I didn’t say anything.
“It’s always kids, Eddie. Rotten kids from rotten homes. The police pick them up, but they’re children, so they run them through juvenile court and it shakes up the kids and terrifies the parents. The kids are released in their parents’ custody and maybe the parents pay a fine and the kids learn a lesson. They learn not to break into this particular barnyard and not to kill these particular animals.” He took the cellophane from a cigar and rolled it between his palms. “Some of the time I don’t call the police. There’s a gentler way to go about it and it works better in the long run. I’d rather do it that way this time, but I’d need your help.”
“How do you mean?”
“Catch him ourselves.” He took his time lighting the cigar. “They always try it again. We can stake out the place as easily as the cops can, and when we take him we can operate more flexibly than they can. There’s a method I’ve worked out. It lets them understand our operation, gives them a better perspective.”
“I think I understand.”
“But it means staying up all night for the next night or two, so it’s a question of whether you want to give up the time.”
“Sure.”
“Won’t be more than two nights, I would say. He’ll be back.”
“How do you know there’s just one of them?”
“Because there was only one dead animal, son. If you got two there’s going to be a minimum of two dead animals. Everybody has to have a turn. It always seems to work that way, anyhow.”
We staked out the place that night and the night after. We took turns sleeping during daylight hours, and we were both planted behind cover in the barnyard all through the dark hours. The killer stayed away two nights running. We decided to give it three more tries, but one was all we needed.
Around one in the morning of the third night we heard someone at the fence. I could just make out a shape in the darkness. He would climb halfway up the fence, then hesitate and drop back to the ground. He seemed to be trying to get up the courage to climb all the way over.

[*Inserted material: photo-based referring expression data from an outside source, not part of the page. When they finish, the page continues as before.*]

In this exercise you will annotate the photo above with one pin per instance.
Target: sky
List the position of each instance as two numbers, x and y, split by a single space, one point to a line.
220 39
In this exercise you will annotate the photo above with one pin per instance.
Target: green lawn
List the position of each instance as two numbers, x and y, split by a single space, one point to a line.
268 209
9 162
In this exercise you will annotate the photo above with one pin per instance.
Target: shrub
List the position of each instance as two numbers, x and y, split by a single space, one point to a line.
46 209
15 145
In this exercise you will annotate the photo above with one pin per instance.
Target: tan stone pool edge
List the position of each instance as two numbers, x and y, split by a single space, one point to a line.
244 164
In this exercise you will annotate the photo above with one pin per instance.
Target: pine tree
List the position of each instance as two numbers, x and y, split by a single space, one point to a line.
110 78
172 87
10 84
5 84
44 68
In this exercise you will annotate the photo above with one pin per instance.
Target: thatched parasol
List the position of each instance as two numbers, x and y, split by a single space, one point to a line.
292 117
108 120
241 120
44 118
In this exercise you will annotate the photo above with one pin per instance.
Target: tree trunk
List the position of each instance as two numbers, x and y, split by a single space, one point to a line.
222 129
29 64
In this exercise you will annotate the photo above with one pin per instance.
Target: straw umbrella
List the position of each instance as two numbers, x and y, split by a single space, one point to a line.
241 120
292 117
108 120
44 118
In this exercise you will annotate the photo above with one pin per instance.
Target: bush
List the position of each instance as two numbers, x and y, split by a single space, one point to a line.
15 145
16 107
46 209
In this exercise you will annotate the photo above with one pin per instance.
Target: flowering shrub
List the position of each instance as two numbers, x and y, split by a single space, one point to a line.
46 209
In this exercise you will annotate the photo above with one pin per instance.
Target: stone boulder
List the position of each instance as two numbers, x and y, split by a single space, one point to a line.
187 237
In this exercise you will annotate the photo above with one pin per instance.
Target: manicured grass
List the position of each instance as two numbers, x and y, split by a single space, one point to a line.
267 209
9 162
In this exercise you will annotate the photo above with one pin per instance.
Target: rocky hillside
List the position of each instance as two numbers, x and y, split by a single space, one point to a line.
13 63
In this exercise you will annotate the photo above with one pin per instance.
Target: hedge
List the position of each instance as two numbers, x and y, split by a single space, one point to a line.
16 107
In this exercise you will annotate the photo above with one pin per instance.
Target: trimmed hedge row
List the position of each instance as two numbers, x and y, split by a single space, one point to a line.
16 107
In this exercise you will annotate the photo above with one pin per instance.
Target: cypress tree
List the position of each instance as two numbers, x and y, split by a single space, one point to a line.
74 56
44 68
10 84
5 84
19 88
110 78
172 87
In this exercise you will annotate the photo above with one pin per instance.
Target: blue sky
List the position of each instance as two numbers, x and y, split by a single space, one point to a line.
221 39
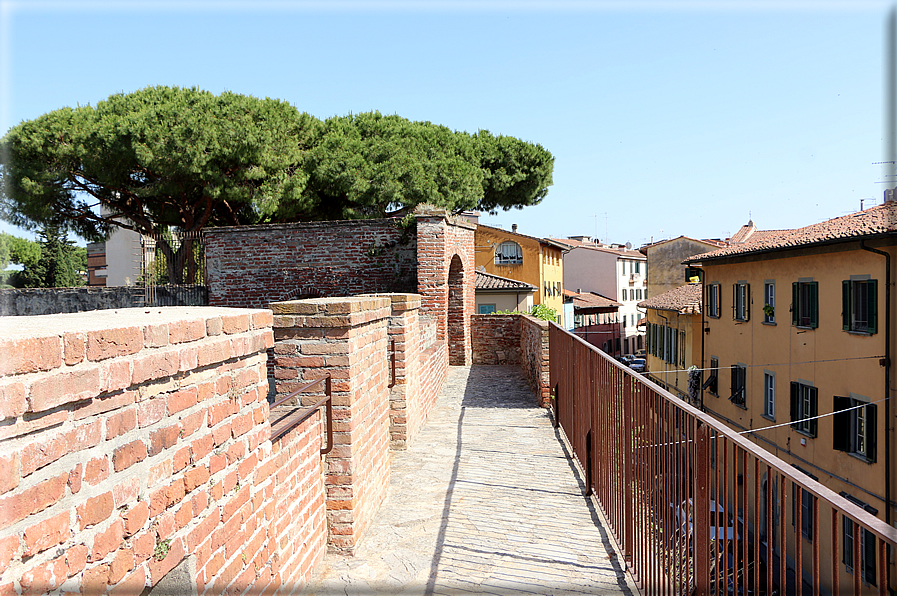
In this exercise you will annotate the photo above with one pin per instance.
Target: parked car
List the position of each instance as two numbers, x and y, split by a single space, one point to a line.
638 364
722 526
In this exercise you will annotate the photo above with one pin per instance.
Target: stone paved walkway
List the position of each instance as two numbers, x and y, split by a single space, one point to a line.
486 501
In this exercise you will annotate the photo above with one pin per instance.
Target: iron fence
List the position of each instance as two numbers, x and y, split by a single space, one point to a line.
697 508
173 272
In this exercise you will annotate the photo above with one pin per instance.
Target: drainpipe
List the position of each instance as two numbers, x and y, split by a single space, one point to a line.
887 377
665 362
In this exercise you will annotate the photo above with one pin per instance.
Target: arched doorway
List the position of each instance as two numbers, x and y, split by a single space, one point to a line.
457 330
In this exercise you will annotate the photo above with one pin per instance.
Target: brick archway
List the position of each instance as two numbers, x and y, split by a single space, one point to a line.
457 327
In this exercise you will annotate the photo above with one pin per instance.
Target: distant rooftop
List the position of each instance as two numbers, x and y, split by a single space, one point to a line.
875 221
684 300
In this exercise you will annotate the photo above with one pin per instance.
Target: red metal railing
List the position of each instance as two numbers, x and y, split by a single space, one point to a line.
284 418
697 508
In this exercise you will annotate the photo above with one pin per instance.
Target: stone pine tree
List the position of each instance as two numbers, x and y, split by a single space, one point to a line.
155 158
169 157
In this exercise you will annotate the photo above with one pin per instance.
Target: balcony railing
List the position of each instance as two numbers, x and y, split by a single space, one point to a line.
697 508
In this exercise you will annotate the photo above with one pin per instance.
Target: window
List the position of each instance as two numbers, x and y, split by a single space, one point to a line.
712 382
805 304
739 374
803 408
854 427
769 302
867 544
859 305
769 395
508 253
741 302
713 301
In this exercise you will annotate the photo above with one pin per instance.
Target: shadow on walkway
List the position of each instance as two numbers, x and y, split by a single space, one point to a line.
486 501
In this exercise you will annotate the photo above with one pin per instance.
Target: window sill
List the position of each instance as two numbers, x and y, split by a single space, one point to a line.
860 457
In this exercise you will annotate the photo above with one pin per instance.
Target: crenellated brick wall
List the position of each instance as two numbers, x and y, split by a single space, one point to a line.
137 441
514 339
252 266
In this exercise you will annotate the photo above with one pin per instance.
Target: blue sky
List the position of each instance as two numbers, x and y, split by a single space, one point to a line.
665 118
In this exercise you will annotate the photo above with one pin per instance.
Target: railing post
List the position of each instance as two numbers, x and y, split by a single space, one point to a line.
701 530
628 464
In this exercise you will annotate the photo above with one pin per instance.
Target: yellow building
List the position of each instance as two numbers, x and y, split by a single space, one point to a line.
535 261
797 339
674 338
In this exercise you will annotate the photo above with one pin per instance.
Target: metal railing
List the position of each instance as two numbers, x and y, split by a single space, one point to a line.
697 508
285 418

I had a tranquilizer dart pistol and I was dying to try dropping him then and there while he was outlined against the fence. I was afraid he would sense our presence and be warned off, but I forced myself to wait. Finally he climbed all the way up, poised there on the balls of his tennis shoes, and jumped toward us.
We had our flashlights on him before he hit the ground, big five-cell jobs that threw a blinding beam.